In this case, the sudden life change precipitated by the lottery win triggered excitement in Jennie’s emotional brain, but fear in Walter’s. The emotional signal went up to the cortex and thoughts, images, and memories were woven together in a way that produced predictions. The signals resulting from the stories that were created in each of their thinking brains traveled back down through the emotional and reptile brains where they activated different reactions.
In Walter’s case, his fears created enough stress and anxiety that he needed to take medications for a while. The fear and worry set up a reverberating circuit that continuously reinforced itself. Over time, with support from his family and some cognitive therapy, Walter was able to appreciate his good fortune and interpret his win differently. As his inner narrative changed about this event, his cortex sent different signals down through his emotional and reptilian brains and he was able to calm down and discontinue his anti-anxiety medicines.
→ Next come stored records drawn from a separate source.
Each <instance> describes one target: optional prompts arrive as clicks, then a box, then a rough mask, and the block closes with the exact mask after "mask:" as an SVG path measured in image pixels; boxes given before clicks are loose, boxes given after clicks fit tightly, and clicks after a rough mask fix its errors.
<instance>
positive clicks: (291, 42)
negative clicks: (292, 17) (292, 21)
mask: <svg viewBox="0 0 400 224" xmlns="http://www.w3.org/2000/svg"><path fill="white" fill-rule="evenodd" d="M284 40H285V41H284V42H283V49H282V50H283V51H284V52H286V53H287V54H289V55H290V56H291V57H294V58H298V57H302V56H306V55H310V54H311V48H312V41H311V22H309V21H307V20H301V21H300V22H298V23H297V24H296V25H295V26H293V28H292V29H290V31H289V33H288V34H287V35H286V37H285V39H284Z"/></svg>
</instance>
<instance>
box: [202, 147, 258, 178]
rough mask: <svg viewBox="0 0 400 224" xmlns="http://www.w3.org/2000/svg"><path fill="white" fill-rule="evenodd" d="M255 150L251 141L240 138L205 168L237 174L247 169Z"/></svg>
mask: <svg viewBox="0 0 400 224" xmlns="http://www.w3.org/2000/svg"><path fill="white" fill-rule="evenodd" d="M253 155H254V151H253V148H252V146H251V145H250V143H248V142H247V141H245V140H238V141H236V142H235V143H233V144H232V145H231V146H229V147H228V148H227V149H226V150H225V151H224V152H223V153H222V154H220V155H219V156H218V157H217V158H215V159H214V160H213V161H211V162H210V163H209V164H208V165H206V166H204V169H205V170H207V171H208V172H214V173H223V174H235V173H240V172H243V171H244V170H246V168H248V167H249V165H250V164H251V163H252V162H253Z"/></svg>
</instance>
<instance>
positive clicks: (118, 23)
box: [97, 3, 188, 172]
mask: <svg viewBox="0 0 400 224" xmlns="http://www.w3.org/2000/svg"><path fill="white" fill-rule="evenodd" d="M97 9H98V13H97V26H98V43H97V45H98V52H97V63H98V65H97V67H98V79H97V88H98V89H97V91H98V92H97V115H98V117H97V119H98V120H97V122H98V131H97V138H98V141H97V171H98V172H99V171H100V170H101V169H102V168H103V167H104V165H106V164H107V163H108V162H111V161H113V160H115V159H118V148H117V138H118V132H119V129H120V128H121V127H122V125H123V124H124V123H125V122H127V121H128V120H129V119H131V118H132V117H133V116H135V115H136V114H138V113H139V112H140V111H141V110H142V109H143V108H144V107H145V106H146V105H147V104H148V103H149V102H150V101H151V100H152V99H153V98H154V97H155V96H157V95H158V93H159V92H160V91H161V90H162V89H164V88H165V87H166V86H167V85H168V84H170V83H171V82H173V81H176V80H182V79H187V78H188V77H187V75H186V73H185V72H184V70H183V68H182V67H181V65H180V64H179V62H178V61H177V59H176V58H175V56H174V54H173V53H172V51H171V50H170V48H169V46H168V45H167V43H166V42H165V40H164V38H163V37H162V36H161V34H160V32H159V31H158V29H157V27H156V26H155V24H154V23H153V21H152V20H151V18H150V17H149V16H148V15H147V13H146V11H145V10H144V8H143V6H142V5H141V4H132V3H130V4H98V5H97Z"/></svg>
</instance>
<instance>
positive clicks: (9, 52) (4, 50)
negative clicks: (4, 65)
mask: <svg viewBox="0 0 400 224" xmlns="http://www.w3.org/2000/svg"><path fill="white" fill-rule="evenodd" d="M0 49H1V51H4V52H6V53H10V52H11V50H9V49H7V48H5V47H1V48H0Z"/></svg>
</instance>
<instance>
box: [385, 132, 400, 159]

We have little control over our initial emotional and instinctive reactions, because they travel on a “fast pathway” designed by nature to immediately get us out of dangerous situations or to pursue fleeting opportunities. But soon after those initial responses, the cortex gets involved, analyzing and creating stories about our experiences. These stories can alter the way we then respond emotionally, and that’s where learning to use our brains more consciously can help us. We can reprogram our brains by reimagining and rewriting some of the stories that live unconsciously in our cortex, and those rewrites can change the way we feel about some of the things that worry us.